## Data Encryption Standard: Part 1

### August 31, 2010

The Data Encryption Standard has been one of the most successful ciphers in history, and is still in use today, especially in its Triple DES variant. The Data Encryption Standard is officially described by FIPS 46-3, though if you are not fond of reading algorithm descriptions written by government lawyers there are many other descriptions available on the internet.

DES is a block cipher, operating on 64 bits at a time. Here is an example:

`PT P r o g P r a x`

HEX 50 72 6F 67 50 72 61 78

KEY 01 23 45 67 89 AB CD EF

CT CC 99 EA 46 B1 6E 28 90

There is more than one way to encrypt a message longer than 64 bits; we will examine them in a later exercise.

Your task is to write the code to encipher and decipher a single 64-bit block using the Data Encryption Standard. When you are finished, you are welcome to read or run a suggested solution, or to post your own solution or discuss the exercise in the comments below.

## Chinese Remainders

### August 27, 2010

In ancient China, two thousand years ago, a general wanted to count his troops. He first had them line up in ranks of eleven, and there were ten troops left over in the last rank. Then he had his troops line up in ranks of twelve, and there were four left over in the last rank. Finally he had them line up in ranks of thirteen, and there were twelve troops remaining in the last rank.

Your task is to determine how many troops the general had under his command. When you are finished, you are welcome to read or run a suggested solution, or to post your own solution or discuss the exercise in the comments below.

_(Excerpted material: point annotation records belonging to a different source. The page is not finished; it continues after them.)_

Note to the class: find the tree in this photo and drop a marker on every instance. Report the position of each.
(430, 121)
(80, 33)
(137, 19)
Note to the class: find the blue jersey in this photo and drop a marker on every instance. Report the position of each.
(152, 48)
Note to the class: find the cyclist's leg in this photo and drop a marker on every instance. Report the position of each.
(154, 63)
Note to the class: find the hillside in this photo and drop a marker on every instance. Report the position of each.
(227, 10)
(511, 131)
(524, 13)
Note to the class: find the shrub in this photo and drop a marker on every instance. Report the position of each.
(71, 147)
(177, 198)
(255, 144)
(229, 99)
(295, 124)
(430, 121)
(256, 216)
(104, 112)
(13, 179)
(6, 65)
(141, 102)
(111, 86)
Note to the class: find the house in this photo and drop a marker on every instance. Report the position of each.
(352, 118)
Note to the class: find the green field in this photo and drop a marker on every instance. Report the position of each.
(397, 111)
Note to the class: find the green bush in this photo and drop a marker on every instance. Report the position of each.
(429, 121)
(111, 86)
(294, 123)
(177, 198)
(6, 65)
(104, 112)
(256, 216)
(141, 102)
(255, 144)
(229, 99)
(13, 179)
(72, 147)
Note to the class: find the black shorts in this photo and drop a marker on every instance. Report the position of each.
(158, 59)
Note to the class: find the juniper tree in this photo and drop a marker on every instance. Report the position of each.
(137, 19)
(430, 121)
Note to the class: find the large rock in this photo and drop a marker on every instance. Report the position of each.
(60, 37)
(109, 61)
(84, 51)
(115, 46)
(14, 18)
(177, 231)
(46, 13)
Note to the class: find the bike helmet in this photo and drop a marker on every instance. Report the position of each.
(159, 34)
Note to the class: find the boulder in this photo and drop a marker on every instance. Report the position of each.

## Daniel Shanks’ Square Form Factorization Algorithm

### August 24, 2010

In the mid-1970s, Daniel Shanks exploited the binary quadratic forms introduced by Legendre in the late eighteenth century and perfected by Gauss in the early nineteenth century to create a method of factoring integers. Binary quadratic forms are expressions of the form *Ax*^{2} + *Bxy* + *Cy*^{2} with *A*, *B* and *C* integers, normally represented as the triple (*A*, *B*, *C*). Binary quadratic forms are often called square forms.

We won’t discuss the mathematics of square forms, but we do need to know how to reduce a square form. A discriminant delta is calculated as Δ = *b*^{2} − 4*ac*. A single reduction step is called a rho reduction, and is given by ρ(*a*, *b*, *c*) = (*c*, *r*, (*r*^{2}−Δ)/4*c*) where *r* is that unique integer *b* mod 2*c* such that −|*c*| < *r* <= |*c*|, if √Δ < |*c*|, or √Δ − 2|*c*| < *r* < √Δ, if |*c*| < √Δ.

A square form is in *reduced* form if |√Δ−2|*a*|| < *b* < √Δ; this reduction is accomplished by continually applying ρ until the reduced form is achieved.

Shanks’ method uses two loops. First, an initial square form is calculated, based on the number to be factored, which must be odd, composite, and not a perfect square; the details of that initialization are tedious, and appear in the solution on the next page. Then the square form is repeatedly reduced (this is the “forward” loop) until it is in *proper* form, which is described below. Then the reduced inverse square root of the square form calculated in the forward loop is reduced in a “backward” loop until a factor is identified when two successive square forms (*A*, *B*, *C*=*c*^{2}) have the same *B*; the factor is then *c*, if *c* is odd, or *c*/2, if *c* is even. The reduced inverse square root of (*A*, *B*, *C*=*c*^{2}) is initially (−*c*, *B*, −*cA*), which is then put into reduced form as described above.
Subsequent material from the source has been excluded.